Le principali teorie esposte dal sono celebri: da quella organistica di Piaget, al processo di interiorizzazione di Vygotskij. Trova spazio anche il pensiero di Brunere la più recente Teoria della mente. Gli autori illustrano poi i processi di acquisizione del linguaggio e del comportamento comunicativo (quali processi e meccanismi intervengono nel bambino nell’apprendimento della lingua materna), dello sviluppo sociale (come dal secondo anno di vita la prospettiva soggettiva del bambino si apra alla relazione e alla interazione con gli altri, nonché di quello affettivo,emotivo e morale. Infine il testo dedica l’ultimo capitolo all’adolescenza che più di altre fasi del ciclo di vita è stato definito come un periodo caratterizzato da profondi cambiamenti fisici, intellettivi, affettivi (con tutto il portato di modifica della percezione corporea e della modulazione delle pulsioni).
Si esplorano le tensioni verso la conquista dell’identità personale, il dispiegarsi dei processi cognitivi e la comprensione delle regole morali. Nell’ambito delle relazioni affettive e sociali si conclude considerano le influenze che hanno il rapporto con la famiglia e con il gruppo di pari sul percorso di crescita.
Prezioso il capitolo sulle emozioni. Il focus verte sulle teorie sulla loro origine; vengono delineate tre principali teorie a riguardo. La teoria della differenziazione emotiva concepisce le emozioni come sviluppate da uno stato iniziale indifferenziato. Sarà successivamente l’attività cognitiva a dare al bambino quell’apporto necessario ad assegnar interpretazioni ai segnali interni, inizialmente di tipo fisiologico.

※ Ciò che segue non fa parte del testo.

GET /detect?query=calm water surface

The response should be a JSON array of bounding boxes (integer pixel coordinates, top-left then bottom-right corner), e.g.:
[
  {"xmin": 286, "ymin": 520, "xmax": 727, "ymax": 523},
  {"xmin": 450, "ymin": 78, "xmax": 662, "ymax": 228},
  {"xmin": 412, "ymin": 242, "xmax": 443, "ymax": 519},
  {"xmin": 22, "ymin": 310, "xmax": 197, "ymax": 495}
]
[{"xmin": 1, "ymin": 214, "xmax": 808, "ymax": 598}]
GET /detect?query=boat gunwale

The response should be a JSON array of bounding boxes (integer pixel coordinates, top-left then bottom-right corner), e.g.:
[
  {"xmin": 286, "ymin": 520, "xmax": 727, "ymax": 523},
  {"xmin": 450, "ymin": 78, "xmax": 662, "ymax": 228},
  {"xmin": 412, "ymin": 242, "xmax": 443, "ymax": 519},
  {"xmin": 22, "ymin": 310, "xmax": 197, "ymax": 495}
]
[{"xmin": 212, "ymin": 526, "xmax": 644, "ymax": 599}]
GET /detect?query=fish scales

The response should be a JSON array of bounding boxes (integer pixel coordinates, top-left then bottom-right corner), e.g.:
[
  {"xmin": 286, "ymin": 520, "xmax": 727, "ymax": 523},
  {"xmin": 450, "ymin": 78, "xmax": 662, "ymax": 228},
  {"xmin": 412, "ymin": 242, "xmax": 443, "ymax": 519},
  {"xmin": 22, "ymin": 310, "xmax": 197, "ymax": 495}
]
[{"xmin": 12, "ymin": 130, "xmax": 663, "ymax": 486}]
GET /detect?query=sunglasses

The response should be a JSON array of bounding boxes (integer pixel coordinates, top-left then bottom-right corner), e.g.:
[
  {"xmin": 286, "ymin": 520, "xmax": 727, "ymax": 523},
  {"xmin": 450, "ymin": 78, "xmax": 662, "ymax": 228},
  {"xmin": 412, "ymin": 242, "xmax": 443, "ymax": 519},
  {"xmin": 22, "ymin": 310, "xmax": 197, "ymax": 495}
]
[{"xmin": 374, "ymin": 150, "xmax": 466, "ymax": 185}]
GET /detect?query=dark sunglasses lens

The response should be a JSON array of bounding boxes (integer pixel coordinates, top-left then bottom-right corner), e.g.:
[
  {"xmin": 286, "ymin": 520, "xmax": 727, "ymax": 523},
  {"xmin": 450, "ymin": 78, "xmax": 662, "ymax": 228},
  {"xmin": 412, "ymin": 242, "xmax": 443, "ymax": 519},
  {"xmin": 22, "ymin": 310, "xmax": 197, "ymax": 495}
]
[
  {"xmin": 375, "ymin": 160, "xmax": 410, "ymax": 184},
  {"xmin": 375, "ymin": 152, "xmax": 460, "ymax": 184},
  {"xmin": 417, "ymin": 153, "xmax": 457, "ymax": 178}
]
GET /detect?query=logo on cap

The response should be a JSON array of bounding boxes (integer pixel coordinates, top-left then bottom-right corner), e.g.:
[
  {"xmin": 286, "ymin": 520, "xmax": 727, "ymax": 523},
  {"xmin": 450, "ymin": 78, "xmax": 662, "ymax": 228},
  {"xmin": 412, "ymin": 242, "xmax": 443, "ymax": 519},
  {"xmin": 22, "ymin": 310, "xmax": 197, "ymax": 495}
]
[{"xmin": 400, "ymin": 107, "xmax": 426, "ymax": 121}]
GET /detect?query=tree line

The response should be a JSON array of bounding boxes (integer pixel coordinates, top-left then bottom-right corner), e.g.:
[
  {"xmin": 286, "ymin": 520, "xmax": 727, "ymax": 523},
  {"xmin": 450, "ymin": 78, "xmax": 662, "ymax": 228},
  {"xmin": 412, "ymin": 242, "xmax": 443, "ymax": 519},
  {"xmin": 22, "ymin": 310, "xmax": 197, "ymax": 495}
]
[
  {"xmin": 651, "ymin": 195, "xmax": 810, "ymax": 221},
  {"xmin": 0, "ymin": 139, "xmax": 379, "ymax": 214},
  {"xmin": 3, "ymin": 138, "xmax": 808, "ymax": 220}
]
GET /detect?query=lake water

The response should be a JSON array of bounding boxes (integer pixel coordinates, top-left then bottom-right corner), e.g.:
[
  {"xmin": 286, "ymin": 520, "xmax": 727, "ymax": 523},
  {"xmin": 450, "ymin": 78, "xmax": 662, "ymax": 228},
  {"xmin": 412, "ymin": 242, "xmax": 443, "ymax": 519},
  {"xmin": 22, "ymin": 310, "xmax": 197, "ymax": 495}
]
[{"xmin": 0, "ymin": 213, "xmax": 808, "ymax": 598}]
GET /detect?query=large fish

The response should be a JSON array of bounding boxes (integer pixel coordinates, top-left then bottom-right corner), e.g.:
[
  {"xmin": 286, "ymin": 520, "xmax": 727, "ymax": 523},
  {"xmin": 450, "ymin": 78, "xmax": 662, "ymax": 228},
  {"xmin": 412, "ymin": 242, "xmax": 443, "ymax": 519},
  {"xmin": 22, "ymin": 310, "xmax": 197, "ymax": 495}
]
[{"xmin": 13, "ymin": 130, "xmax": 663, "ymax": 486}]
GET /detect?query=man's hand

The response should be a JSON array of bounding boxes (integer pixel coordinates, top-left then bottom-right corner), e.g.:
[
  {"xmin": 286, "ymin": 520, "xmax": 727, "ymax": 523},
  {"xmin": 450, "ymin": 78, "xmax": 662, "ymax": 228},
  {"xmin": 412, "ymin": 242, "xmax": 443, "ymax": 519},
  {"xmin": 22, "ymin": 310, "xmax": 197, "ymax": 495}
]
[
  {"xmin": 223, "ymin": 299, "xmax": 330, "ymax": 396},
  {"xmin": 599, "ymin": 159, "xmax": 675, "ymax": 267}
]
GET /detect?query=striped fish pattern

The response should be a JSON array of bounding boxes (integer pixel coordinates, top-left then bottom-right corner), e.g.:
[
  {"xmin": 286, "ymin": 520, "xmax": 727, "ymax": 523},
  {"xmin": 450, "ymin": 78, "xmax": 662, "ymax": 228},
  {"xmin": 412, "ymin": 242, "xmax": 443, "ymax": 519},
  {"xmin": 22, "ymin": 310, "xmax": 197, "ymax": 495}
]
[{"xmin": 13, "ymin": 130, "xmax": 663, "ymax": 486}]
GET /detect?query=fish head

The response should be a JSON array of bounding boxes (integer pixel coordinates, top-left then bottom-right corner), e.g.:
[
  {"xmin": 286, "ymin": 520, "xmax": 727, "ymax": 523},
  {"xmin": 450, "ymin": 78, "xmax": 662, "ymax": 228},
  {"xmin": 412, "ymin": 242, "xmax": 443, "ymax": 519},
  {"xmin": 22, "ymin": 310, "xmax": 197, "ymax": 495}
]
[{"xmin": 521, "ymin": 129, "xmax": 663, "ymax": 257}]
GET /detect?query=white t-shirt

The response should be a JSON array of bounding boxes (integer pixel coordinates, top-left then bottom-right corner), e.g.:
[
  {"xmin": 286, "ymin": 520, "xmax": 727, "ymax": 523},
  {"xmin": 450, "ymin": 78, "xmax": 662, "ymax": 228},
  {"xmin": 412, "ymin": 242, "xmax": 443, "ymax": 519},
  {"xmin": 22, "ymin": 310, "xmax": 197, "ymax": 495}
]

La sequenza evolutiva di questo stato indifferenziato di eccitazione si svilupperà su tre diversi percorsi: il sistema piacere-gioia, quello circospezione paura e quello frustrazione rabbia, mano a mano si raffinano e differenziano sempre di più. Di segno inverso è la teoria differenziale che concepisce una sorta di innatismo di alcune emozioni fondamentali. Sono forme di organizzazione innate che determinano il comportamento e gli affetti. Le altre emozioni emergono successivamente con la socializzazione: rivestono un compito adattivo e perdono col tempo la connessione con le espressioni fisiologiche divenendo sempre più socialmente determinate.
Interessante è per noi il terzo approccio presentato: quello funzionalista, rivolto soprattutto a comprendere quali obiettivi rivestano le emozioni. Queste sarebbero tutte presenti alla nascita e relativamente autonome dalle conquiste cognitive. Agiscono come sistemi di azione che spingono ad esprimere e a soddisfare bisogni che hanno un significato adattivo e avrebbero il compito di regolare i processi psicologici interni e i comportamenti sociali e interpersonali (selezionando informazioni e predisponendo l’organismo ad agire).Secondo questa teoria le emozioni hanno un carattere distintivo rispetto alle altre forme istintuali e utilizzano un processo comunicativo non codificato culturalmente. Solo col tempo sono destinate ad articolarsi in modo più complesso.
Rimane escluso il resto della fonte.